Proforma Partners, L.P., Appellant, v Skadden Arps Slate Meagher & Flom, L. L. P., Respondent. Proforma Partners, L.P., Appellant, v First Trust, N.A., Respondent, et al., Defendants.
    [720 NYS2d 139]
   —Order, Supreme Court, New York County (Herman Cahn, J.), entered October 18, 1999, which granted defendants’ motions for summary judgment dismissing plaintiff’s complaints in the above-captioned actions as time-barred, and judgment, same court and Justice, entered October 27, 1999, which dismissed the complaint against defendant Skadden Arps Slate Meagher & Flom, L. L. P., unanimously affirmed, with one bill of costs.

When a nonresident sues in New York’s courts on a cause of action accruing outside New York, CPLR 202, the so-called “borrowing statute,” requires that the cause of action be timely under the limitation periods of both New York and the jurisdiction where the claim arose (see, Global Fin. Corp. v Triarc Corp., 93 NY2d 525, 528).

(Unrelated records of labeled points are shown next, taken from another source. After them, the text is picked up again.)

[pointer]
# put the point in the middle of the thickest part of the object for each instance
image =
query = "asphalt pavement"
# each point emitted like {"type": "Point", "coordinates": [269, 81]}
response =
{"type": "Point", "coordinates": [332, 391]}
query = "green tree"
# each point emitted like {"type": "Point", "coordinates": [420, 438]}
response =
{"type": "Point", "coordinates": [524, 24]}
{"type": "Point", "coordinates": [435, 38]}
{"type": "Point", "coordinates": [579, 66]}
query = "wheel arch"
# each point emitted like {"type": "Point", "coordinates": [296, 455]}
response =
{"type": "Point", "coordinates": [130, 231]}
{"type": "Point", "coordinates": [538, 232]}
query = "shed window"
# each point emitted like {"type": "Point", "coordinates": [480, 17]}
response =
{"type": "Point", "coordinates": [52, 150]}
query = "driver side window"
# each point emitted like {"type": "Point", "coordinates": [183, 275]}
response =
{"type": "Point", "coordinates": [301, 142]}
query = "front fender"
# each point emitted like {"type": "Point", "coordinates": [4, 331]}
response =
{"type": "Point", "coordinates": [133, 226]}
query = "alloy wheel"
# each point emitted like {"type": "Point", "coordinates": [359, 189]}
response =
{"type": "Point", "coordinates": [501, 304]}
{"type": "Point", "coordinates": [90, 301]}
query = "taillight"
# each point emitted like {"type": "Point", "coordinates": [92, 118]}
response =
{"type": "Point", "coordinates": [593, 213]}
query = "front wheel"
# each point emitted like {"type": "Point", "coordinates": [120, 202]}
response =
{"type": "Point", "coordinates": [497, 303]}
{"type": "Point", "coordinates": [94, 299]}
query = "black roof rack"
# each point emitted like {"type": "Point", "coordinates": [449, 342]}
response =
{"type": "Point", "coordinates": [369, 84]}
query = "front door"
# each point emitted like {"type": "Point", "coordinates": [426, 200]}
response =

Generally, “a cause of action [sounding in tort] accrues at the time and in the place of the injury,” and “[w]hen an alleged injury is purely economic, the place of injury usually is where the plaintiff resides and sustains the economic impact of the loss” (Global Fin. Corp. v Triarc Corp., supra, at 529), and a partnership’s legal residence is where it maintains its principal place of business (see, Ackerman v Price Waterhouse, 252 AD2d 179, 192, n 5).

Applying the foregoing principles, it is clear that, for purposes of CPLR 202, plaintiffs claims accrued in California, where its principal place of business was located and the complained of economic injury was sustained, in 1991, and, pursuant to the applicable California Statute of Limitations, became time-barred three years later, in 1994. Thus, these actions, commenced in 1997, were plainly time-barred. We note that, since it is not the place of residence of the owners of plaintiff that is pertinent but the location of the business itself and the site of the harm suffered, both of which were clearly situated in California, it is entirely immaterial whether, in 1991, plaintiffs principal lived in Paris and/or whether one of its other purported owners was headquartered in the Channel Islands.

We have considered plaintiffs remaining arguments and find them unavailing. Concur — Rosenberger, J. P., Mazzarelli, Wallach, Saxe and Buckley, JJ.